5.4.4 Lung Ultrasound
Lung ultrasound at the bedside is an increasingly popular technique in the ICU: it is an easy, cheap, repeatable, real-time, and noninvasive method to assess several lung conditions [50]. It has been also proposed as a tool to assess the efficacy of lung recruitment [19, 51]. The exam is performed scoring visually different pulmonary regions, in order to obtain a global score that correlates with the degree of lung aeration [51]. This application of lung ultrasound has not yet been completely standardized: its operator dependence raises concerns among some authors, and for this reason automated computer-based image analysis is under investigation [52, 53]. Moreover, lung ultrasound is not able so far to discriminate normal aeration from hyperaeration.

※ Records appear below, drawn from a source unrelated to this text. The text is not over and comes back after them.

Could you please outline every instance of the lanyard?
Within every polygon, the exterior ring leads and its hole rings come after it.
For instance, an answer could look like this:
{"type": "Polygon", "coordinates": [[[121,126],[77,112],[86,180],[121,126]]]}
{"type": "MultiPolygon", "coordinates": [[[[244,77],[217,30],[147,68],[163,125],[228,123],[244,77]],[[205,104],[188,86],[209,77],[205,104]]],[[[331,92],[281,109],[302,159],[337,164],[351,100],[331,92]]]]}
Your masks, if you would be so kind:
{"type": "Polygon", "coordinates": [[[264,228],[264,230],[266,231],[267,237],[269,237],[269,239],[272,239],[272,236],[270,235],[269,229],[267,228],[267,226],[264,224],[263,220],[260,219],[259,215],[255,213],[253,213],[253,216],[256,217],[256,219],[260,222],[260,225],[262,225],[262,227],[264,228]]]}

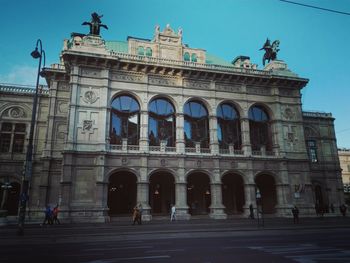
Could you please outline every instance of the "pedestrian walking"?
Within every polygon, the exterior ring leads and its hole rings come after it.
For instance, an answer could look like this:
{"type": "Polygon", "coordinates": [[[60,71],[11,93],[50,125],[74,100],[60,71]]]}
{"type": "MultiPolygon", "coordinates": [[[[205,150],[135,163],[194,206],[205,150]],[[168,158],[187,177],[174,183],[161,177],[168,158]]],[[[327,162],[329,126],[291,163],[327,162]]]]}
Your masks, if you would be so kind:
{"type": "Polygon", "coordinates": [[[293,214],[293,223],[299,224],[299,209],[296,205],[292,208],[292,214],[293,214]]]}
{"type": "Polygon", "coordinates": [[[58,209],[58,205],[56,205],[53,210],[52,210],[52,223],[55,224],[61,224],[60,220],[58,219],[58,212],[59,212],[59,209],[58,209]]]}
{"type": "Polygon", "coordinates": [[[333,204],[331,204],[331,212],[332,212],[332,214],[334,213],[334,205],[333,204]]]}
{"type": "Polygon", "coordinates": [[[141,225],[140,211],[139,211],[139,208],[137,206],[134,207],[134,210],[133,210],[133,213],[132,213],[132,224],[135,225],[136,222],[139,225],[141,225]]]}
{"type": "Polygon", "coordinates": [[[44,218],[44,221],[41,225],[46,225],[46,223],[48,225],[52,225],[52,210],[51,210],[51,207],[49,205],[46,206],[45,218],[44,218]]]}
{"type": "Polygon", "coordinates": [[[170,221],[176,220],[176,207],[175,205],[171,206],[171,215],[170,215],[170,221]]]}
{"type": "Polygon", "coordinates": [[[252,204],[249,205],[249,218],[254,219],[254,207],[252,204]]]}
{"type": "Polygon", "coordinates": [[[142,205],[139,204],[139,222],[140,222],[140,225],[142,225],[142,213],[143,213],[143,208],[142,208],[142,205]]]}
{"type": "Polygon", "coordinates": [[[344,204],[342,204],[341,206],[339,206],[339,210],[340,210],[340,212],[341,212],[341,214],[342,214],[343,216],[346,216],[346,209],[347,209],[347,207],[346,207],[346,205],[344,205],[344,204]]]}

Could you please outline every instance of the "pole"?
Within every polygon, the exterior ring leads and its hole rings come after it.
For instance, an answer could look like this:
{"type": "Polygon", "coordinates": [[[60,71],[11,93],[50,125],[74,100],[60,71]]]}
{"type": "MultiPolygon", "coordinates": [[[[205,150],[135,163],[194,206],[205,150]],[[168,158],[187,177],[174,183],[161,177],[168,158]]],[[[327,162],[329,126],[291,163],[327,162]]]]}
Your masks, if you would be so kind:
{"type": "Polygon", "coordinates": [[[28,195],[29,182],[33,174],[33,136],[34,136],[36,111],[37,111],[37,104],[38,104],[39,78],[40,78],[40,71],[41,71],[42,54],[43,54],[42,43],[41,43],[41,40],[38,39],[36,43],[35,51],[32,52],[33,58],[39,58],[39,65],[38,65],[38,73],[36,77],[35,95],[33,99],[32,118],[30,121],[30,130],[29,130],[29,138],[28,138],[28,145],[27,145],[27,152],[26,152],[25,168],[24,168],[24,173],[22,177],[21,195],[19,200],[18,232],[17,232],[18,235],[24,234],[24,222],[25,222],[25,216],[26,216],[27,201],[29,197],[28,195]],[[38,44],[40,44],[40,53],[38,53],[38,50],[37,50],[38,44]],[[33,55],[34,52],[36,52],[35,55],[33,55]]]}

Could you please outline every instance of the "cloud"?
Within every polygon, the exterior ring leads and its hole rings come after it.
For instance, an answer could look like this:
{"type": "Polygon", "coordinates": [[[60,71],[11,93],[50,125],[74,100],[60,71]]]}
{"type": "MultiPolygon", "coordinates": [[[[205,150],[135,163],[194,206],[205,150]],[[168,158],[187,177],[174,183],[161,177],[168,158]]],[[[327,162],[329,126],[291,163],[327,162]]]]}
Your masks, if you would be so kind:
{"type": "MultiPolygon", "coordinates": [[[[38,68],[26,65],[13,66],[9,72],[0,74],[0,83],[35,86],[38,68]]],[[[46,82],[40,79],[40,84],[46,82]]]]}

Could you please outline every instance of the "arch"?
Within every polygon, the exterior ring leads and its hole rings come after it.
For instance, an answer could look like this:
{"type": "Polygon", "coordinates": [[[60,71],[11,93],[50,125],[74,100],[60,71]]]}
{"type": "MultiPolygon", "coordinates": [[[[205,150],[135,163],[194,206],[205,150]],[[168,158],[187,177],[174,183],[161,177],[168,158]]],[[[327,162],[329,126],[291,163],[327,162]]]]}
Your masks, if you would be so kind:
{"type": "Polygon", "coordinates": [[[136,205],[137,177],[127,170],[114,172],[108,180],[109,215],[130,214],[136,205]]]}
{"type": "Polygon", "coordinates": [[[150,47],[146,48],[146,56],[152,57],[152,49],[150,47]]]}
{"type": "Polygon", "coordinates": [[[197,62],[197,54],[196,54],[196,53],[192,53],[192,55],[191,55],[191,61],[192,61],[192,62],[197,62]]]}
{"type": "Polygon", "coordinates": [[[152,102],[153,100],[156,100],[156,99],[168,100],[173,105],[175,112],[180,112],[180,110],[181,110],[181,108],[179,107],[179,105],[178,105],[177,101],[174,99],[174,97],[167,95],[167,94],[153,95],[152,97],[149,98],[147,106],[149,105],[150,102],[152,102]]]}
{"type": "Polygon", "coordinates": [[[220,103],[216,110],[217,136],[221,149],[242,148],[241,120],[237,109],[231,103],[220,103]]]}
{"type": "Polygon", "coordinates": [[[168,215],[175,204],[175,179],[167,171],[157,170],[149,176],[149,205],[152,214],[168,215]]]}
{"type": "Polygon", "coordinates": [[[255,177],[256,190],[259,190],[261,198],[257,200],[262,206],[264,214],[274,214],[277,205],[276,181],[274,176],[261,173],[255,177]]]}
{"type": "Polygon", "coordinates": [[[144,47],[139,46],[139,47],[137,48],[137,55],[139,55],[139,56],[144,56],[144,55],[145,55],[145,49],[144,49],[144,47]]]}
{"type": "Polygon", "coordinates": [[[148,139],[150,146],[174,147],[176,142],[176,112],[174,105],[167,99],[155,98],[148,106],[148,139]]]}
{"type": "Polygon", "coordinates": [[[222,203],[226,214],[242,214],[245,204],[244,180],[236,173],[222,176],[222,203]]]}
{"type": "Polygon", "coordinates": [[[130,95],[120,94],[111,102],[110,143],[138,145],[140,138],[140,105],[130,95]]]}
{"type": "Polygon", "coordinates": [[[190,53],[185,52],[185,53],[184,53],[184,61],[190,61],[190,60],[191,60],[190,53]]]}
{"type": "Polygon", "coordinates": [[[211,204],[210,177],[203,172],[187,176],[187,205],[191,215],[208,214],[211,204]]]}
{"type": "Polygon", "coordinates": [[[272,151],[271,118],[265,107],[253,105],[248,111],[250,143],[253,151],[260,151],[264,146],[272,151]]]}
{"type": "Polygon", "coordinates": [[[328,211],[328,200],[325,193],[324,185],[319,181],[312,181],[313,195],[315,200],[315,211],[316,214],[327,213],[328,211]]]}
{"type": "Polygon", "coordinates": [[[209,114],[201,100],[189,100],[184,105],[184,138],[186,147],[209,148],[209,114]]]}
{"type": "Polygon", "coordinates": [[[0,183],[0,206],[7,210],[7,215],[15,216],[18,214],[19,196],[21,192],[21,184],[16,181],[12,181],[9,184],[9,188],[5,189],[2,186],[3,182],[0,183]]]}

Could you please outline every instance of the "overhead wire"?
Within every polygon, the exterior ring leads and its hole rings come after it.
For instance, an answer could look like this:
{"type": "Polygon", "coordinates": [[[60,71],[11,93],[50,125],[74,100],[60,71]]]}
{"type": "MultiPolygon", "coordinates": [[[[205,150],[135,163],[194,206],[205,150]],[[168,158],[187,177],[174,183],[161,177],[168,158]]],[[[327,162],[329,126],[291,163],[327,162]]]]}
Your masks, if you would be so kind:
{"type": "Polygon", "coordinates": [[[350,16],[350,13],[348,13],[348,12],[337,11],[337,10],[323,8],[323,7],[318,7],[318,6],[314,6],[314,5],[302,4],[302,3],[293,2],[293,1],[289,1],[289,0],[279,0],[279,1],[285,2],[285,3],[289,3],[289,4],[300,5],[300,6],[304,6],[304,7],[309,7],[309,8],[314,8],[314,9],[319,9],[319,10],[323,10],[323,11],[328,11],[328,12],[332,12],[332,13],[337,13],[337,14],[350,16]]]}

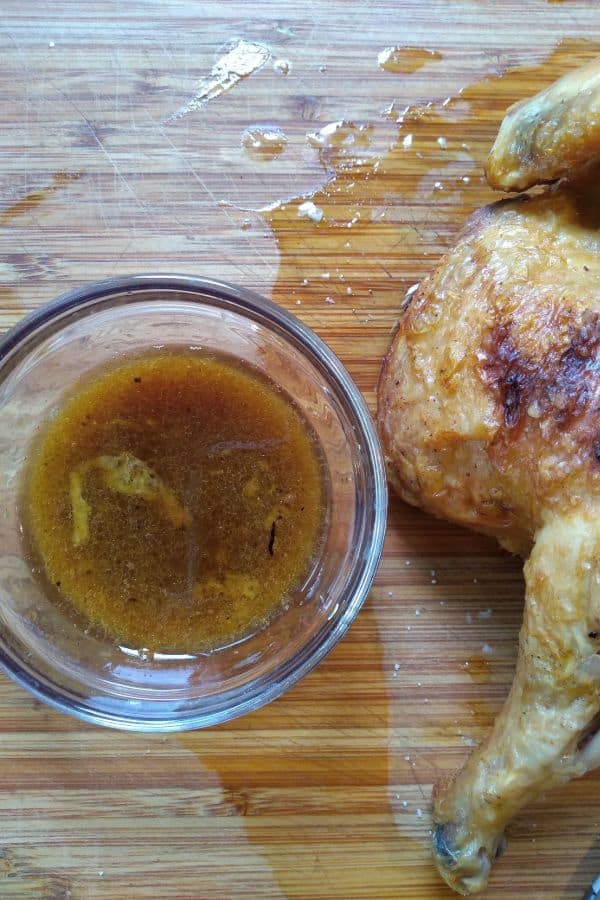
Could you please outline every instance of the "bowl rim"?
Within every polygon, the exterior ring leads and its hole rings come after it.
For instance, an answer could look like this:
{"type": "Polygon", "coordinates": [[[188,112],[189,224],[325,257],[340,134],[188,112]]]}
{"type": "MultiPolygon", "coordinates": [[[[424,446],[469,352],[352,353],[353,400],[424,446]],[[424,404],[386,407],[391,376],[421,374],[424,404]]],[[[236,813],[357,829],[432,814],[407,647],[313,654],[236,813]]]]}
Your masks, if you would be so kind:
{"type": "MultiPolygon", "coordinates": [[[[335,383],[347,408],[354,415],[360,429],[357,439],[368,464],[373,489],[372,503],[370,504],[372,528],[366,538],[368,552],[362,554],[358,577],[354,575],[354,587],[346,609],[322,640],[318,642],[315,640],[321,634],[319,630],[312,641],[303,645],[300,651],[302,659],[298,665],[289,665],[290,661],[293,662],[296,657],[284,661],[280,668],[285,669],[287,663],[288,671],[284,672],[282,677],[274,677],[267,685],[260,686],[258,691],[256,690],[256,680],[250,682],[241,691],[242,696],[232,705],[208,713],[186,710],[177,714],[177,717],[172,717],[172,714],[167,713],[169,718],[161,719],[144,718],[133,710],[132,714],[101,710],[74,698],[68,699],[66,691],[54,692],[49,685],[43,684],[36,678],[33,672],[23,668],[19,664],[19,660],[6,653],[4,647],[0,645],[0,670],[35,697],[55,709],[74,715],[91,724],[126,731],[164,733],[217,725],[259,709],[280,697],[327,656],[356,618],[379,567],[386,531],[388,492],[383,453],[375,424],[362,393],[333,350],[311,328],[272,300],[268,300],[254,290],[218,279],[168,273],[138,274],[87,283],[60,294],[56,299],[24,316],[0,338],[0,384],[6,377],[6,363],[38,330],[44,330],[52,324],[59,326],[60,320],[74,311],[88,310],[91,314],[99,306],[102,307],[103,302],[110,306],[108,301],[117,295],[125,294],[129,298],[125,300],[126,303],[137,302],[139,300],[137,295],[147,291],[184,292],[190,295],[185,298],[186,302],[196,300],[203,305],[213,301],[213,305],[218,308],[227,308],[245,315],[246,318],[259,320],[263,325],[268,325],[271,330],[284,334],[288,339],[292,338],[292,343],[300,348],[304,355],[308,355],[310,362],[335,383]],[[315,646],[312,646],[313,644],[315,646]],[[254,690],[252,690],[253,687],[254,690]]],[[[60,330],[60,328],[58,327],[56,330],[60,330]]],[[[12,367],[9,365],[9,371],[10,368],[12,367]]],[[[276,674],[277,670],[273,675],[276,676],[276,674]]]]}

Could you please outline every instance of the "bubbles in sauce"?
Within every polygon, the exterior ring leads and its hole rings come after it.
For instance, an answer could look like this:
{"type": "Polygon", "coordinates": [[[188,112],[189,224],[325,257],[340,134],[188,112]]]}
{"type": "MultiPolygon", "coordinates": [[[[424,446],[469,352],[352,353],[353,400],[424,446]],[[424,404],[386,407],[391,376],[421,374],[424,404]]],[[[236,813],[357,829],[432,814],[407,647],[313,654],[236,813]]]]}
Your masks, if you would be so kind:
{"type": "Polygon", "coordinates": [[[242,147],[255,159],[274,159],[286,148],[287,136],[280,128],[252,125],[242,134],[242,147]]]}
{"type": "Polygon", "coordinates": [[[312,432],[258,372],[199,353],[96,375],[34,449],[23,520],[57,602],[148,651],[263,628],[324,528],[312,432]]]}

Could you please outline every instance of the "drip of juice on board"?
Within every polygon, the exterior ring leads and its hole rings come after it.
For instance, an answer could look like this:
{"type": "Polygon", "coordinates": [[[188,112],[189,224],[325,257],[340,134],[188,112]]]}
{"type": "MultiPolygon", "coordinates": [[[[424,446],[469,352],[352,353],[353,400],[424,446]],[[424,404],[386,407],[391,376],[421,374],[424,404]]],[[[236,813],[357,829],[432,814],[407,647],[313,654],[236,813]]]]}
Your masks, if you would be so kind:
{"type": "Polygon", "coordinates": [[[242,133],[242,147],[255,159],[274,159],[285,150],[287,137],[281,128],[252,125],[242,133]]]}
{"type": "Polygon", "coordinates": [[[441,58],[439,50],[427,50],[425,47],[386,47],[379,53],[377,62],[384,72],[407,75],[441,58]]]}
{"type": "Polygon", "coordinates": [[[382,73],[396,99],[369,123],[311,128],[307,143],[326,183],[262,212],[280,255],[273,298],[327,335],[371,406],[405,292],[471,213],[502,197],[487,185],[484,164],[506,109],[597,56],[593,42],[567,38],[542,62],[407,104],[407,79],[426,66],[436,67],[443,91],[443,62],[431,50],[392,49],[409,72],[382,73]]]}
{"type": "Polygon", "coordinates": [[[39,435],[23,486],[56,602],[134,648],[199,652],[264,628],[325,528],[296,404],[229,358],[162,352],[97,373],[39,435]]]}

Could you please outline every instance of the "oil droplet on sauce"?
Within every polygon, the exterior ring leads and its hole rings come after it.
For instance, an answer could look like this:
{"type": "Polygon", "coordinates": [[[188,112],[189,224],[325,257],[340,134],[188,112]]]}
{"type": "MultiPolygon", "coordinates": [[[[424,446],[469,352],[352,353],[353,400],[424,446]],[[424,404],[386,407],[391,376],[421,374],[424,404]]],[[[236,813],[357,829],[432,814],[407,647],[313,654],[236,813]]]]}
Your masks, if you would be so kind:
{"type": "Polygon", "coordinates": [[[426,50],[424,47],[386,47],[377,56],[377,63],[384,72],[408,75],[417,69],[442,59],[438,50],[426,50]]]}
{"type": "Polygon", "coordinates": [[[227,358],[97,374],[40,435],[23,486],[34,570],[84,627],[192,653],[261,630],[324,528],[321,455],[292,401],[227,358]]]}
{"type": "Polygon", "coordinates": [[[287,136],[280,128],[252,125],[242,133],[242,147],[256,159],[274,159],[285,150],[287,136]]]}

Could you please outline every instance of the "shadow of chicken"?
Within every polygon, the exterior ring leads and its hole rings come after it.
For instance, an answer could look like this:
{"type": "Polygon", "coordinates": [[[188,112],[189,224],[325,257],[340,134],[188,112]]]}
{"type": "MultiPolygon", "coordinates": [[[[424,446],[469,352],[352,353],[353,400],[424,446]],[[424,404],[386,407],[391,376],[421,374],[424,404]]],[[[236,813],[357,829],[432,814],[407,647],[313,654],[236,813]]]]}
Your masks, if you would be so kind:
{"type": "Polygon", "coordinates": [[[508,111],[478,212],[406,301],[378,424],[409,503],[526,558],[514,683],[434,791],[433,852],[486,886],[510,819],[600,763],[600,61],[508,111]],[[571,169],[576,166],[576,170],[571,169]]]}

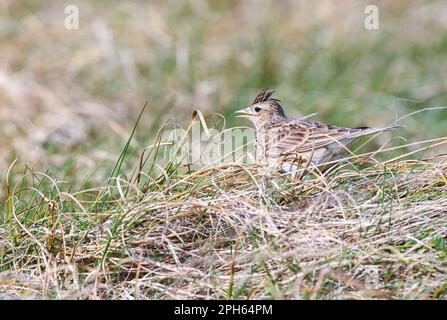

5.4.5 Electrical Impedance Tomography
Electrical impedance tomography (EIT) is a real-time imaging technique, which shows dynamically the lung aeration changes. It is based on the principle that changes in lung aeration modify the chest conductivity, and electrical signals recorded with electrodes placed on the skin are analyzed to produce a real-time lung aeration map. EIT is an emerging technique, but needs technical improvements to enhance resolution and clinical trials to clarify its role in decision making [54, 55].
Conclusions
While often useful as a rescue measure to overcome an acute gas exchange impairment in ARDS, there is still not univocal evidence that recruitment maneuvers can improve patient’s outcome. Alveolar recruitment can be achieved in many patients, but efforts must be made to balance between an acceptable oxygenation and the risk to deliver harmful pressures to the patient. Gas exchange, ventilator-derived parameters, esophageal pressure, and imaging techniques should be integrated to assess the efficacy and safety of recruitment maneuvers. After recruitment, a sufficient PEEP is mandatory to maintain the improvement. Stepwise slow recruitment maneuvers should be preferred to abrupt sustained inflation. Transient hypotension or desaturation are common during the procedure, but serious immediate adverse reactions are infrequent. However, long-term positive or negative effects are unknown.
At the moment, no evidence is available to support the use of recruitment maneuvers as a routine measure in all ARDS patients, but their indication should be tailored individually, as a part of a lung protective ventilatory strategy.